Barts and The London School of Medicine and Dentistry

Race Equality in Mental Health

Summary

Prof. Bhui’s programme of research aims to understand and tackle ethnic inequalities in experiences and outcomes of mental illness in adults and adolescents. This includes identifying modifiable risk factors such as bullying and discrimination, and protective influences such as friendships and social support. His work has shown that access to care for black patients is through adverse pathways such as compulsory detention and treatment and the criminal justice system and less use of primary care. This research informs national practice, policy and reviews of legislation.

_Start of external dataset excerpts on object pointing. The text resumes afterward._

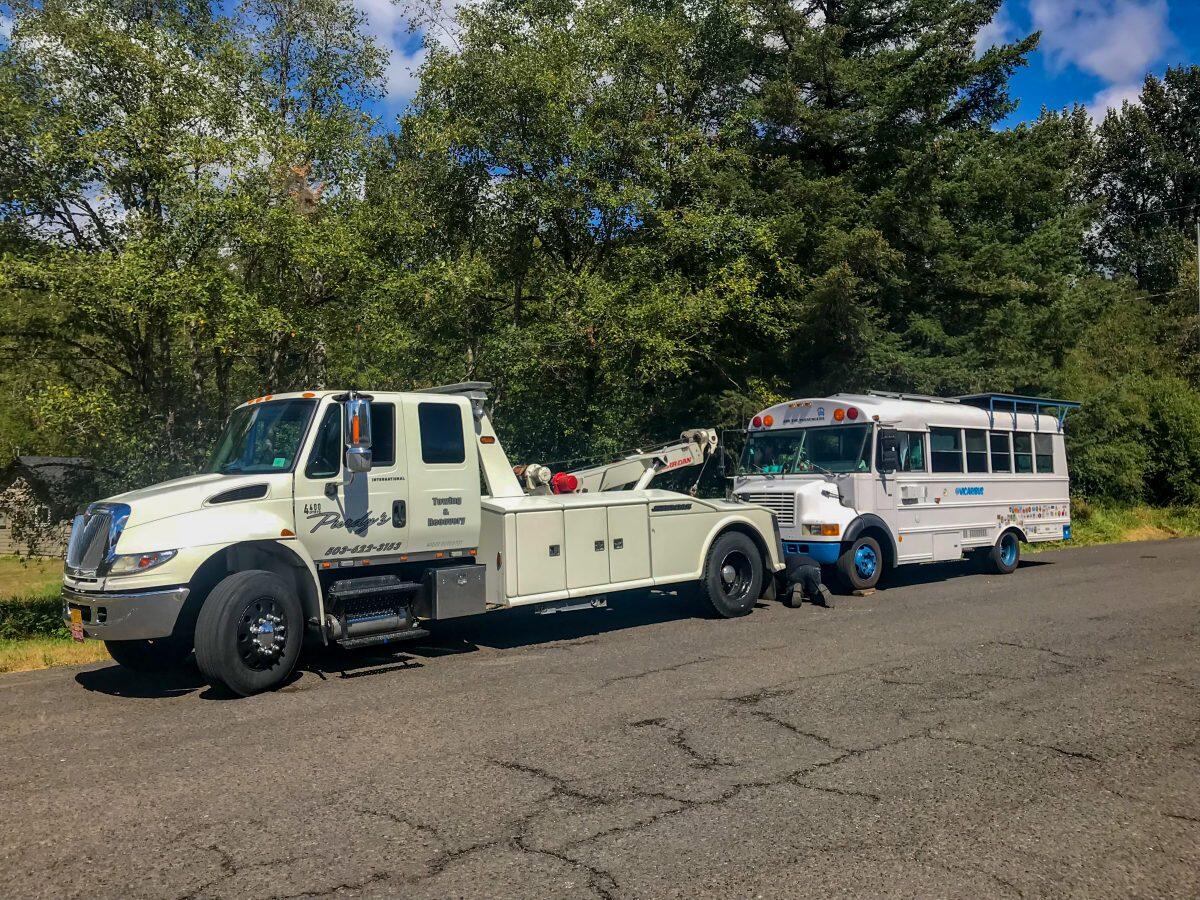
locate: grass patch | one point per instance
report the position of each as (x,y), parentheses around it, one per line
(30,577)
(1091,525)
(33,653)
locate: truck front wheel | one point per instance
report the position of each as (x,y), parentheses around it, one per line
(157,655)
(249,633)
(732,579)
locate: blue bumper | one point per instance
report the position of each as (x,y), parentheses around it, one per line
(825,552)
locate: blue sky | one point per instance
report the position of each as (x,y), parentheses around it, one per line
(1093,52)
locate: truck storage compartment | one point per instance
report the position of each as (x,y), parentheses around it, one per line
(541,567)
(629,543)
(587,546)
(451,592)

The science: understanding cultural influences on clinical delivery of mental health services

Research in adults shows persistently adverse pathways to care which affects Black Caribbean, Black African, Black British, and South Asian patients. The explanations included cultural influences on clinical assessment and treatment delivery and take up, and poorer access to services due to racism, failed communications, deprivation, area influences, and social determinants of illness. The evidence that Prof. Bhui’s team at Queen Mary’s Wolfson Institute of Preventative Medicine produced suggests violence and substance misuse do not explain criminal justice pathways among black patients with a first episode of psychosis.

Putting research into action: impact on the mental health act in the UK and clinical practice

A review of the mental health act is taking place in 2017/2018, including attention to ethnicity.

Prof. Bhui’s work on cultural competency of mental healthcare professionals has influenced the development of a manual which is now included in American and European cultural competency training and race equality strategies.  Prof. Bhui is also advising the World Health Organisation on how to shape diagnostic guidelines to include cultural perspectives, especially around psychosis and personality disorder.

Prof. Bhui’s findings of a cultural consultation show that patients needed less care three months after the intervention, with £497 saved per patient. The cost of the consultation was no greater than routine care. Clinicians said cultural consultation helped them improve the treatment plan (71%), engagement (50%), medication compliance (21%), and earlier discharge (7%).